Cole County, like Missouri and the rest of the nation, has seen a frightening increase in syphilis, a once-deadly sexually transmitted disease.
As we reported in a Sunday News Tribune story, Cole County has seen confirmed rates in syphilis spike from one in 2012 to 76 in 2018. Boone County also has seen exponential increases, but it still has only about half the cases Cole County does.
Nationally, the Centers for Disease Control said earlier this year that congenital syphilis has more than doubled in the past four years, reaching a 20-year high.
Syphilis is spread through vaginal, anal and oral sex. Missouri’s increase in syphilis rates initially was found to be in men who have sex with other men. Recently, the disease has shown up in all groups, particularly heterosexual women. And there has been an increase of syphilis being found in newborns.
The spiking rates of the STD has been blamed on increased promiscuity, prostitution, decreasing use of condoms, and unsafe sexual practices among men who have sex with men.
Cole County Health Director Kristi Campbell said social media — particularly “hook-up” apps — may play a role in the increased numbers of people with sexually transmitted diseases.

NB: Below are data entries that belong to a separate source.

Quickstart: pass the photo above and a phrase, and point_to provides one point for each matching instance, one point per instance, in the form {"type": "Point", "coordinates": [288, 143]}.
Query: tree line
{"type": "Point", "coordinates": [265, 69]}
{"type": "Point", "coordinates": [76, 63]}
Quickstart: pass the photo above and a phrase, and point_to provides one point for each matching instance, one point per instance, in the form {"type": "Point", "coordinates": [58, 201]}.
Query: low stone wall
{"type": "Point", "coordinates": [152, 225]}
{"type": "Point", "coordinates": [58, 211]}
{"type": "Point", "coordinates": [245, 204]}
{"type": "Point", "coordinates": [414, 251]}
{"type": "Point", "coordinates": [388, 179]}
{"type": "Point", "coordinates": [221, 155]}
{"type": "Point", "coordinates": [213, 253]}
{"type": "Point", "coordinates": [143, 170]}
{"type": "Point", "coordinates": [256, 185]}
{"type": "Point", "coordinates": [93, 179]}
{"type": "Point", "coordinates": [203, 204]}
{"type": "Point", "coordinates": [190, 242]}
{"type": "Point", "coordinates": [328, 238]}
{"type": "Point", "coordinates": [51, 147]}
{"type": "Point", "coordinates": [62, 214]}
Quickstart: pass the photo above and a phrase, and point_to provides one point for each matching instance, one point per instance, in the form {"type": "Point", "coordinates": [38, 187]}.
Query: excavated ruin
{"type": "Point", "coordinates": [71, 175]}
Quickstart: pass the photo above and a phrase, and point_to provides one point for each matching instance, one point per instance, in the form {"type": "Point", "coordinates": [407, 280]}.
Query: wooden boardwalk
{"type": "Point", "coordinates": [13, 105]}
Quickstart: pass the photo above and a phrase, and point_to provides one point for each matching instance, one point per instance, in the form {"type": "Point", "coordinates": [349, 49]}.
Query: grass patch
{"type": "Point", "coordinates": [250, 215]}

The bacterial infection has four stages, each with different symptoms. It was often a fatal disease until the availability of penicillin in the 1940s. Many famous people, perhaps most notably gangster Al Capone, have died from the disease.
So what can be done to decrease the rates of STD in general and syphilis in particular?
From a public policy standpoint, government already is doing its part. The county health department is working through schools to educate students about such diseases.
Education is a key. We have to continue to inform people, particularly young adults, that protected sex lowers the chance of getting syphilis, but abstinence guarantees it.
As a society, we also have to make it clear that we don’t approve of reckless sexual behavior that threatens not just you, but your partner.
Government can only do so much, and so can societal expectations. At the end of the day, it’s a matter of personal responsibility.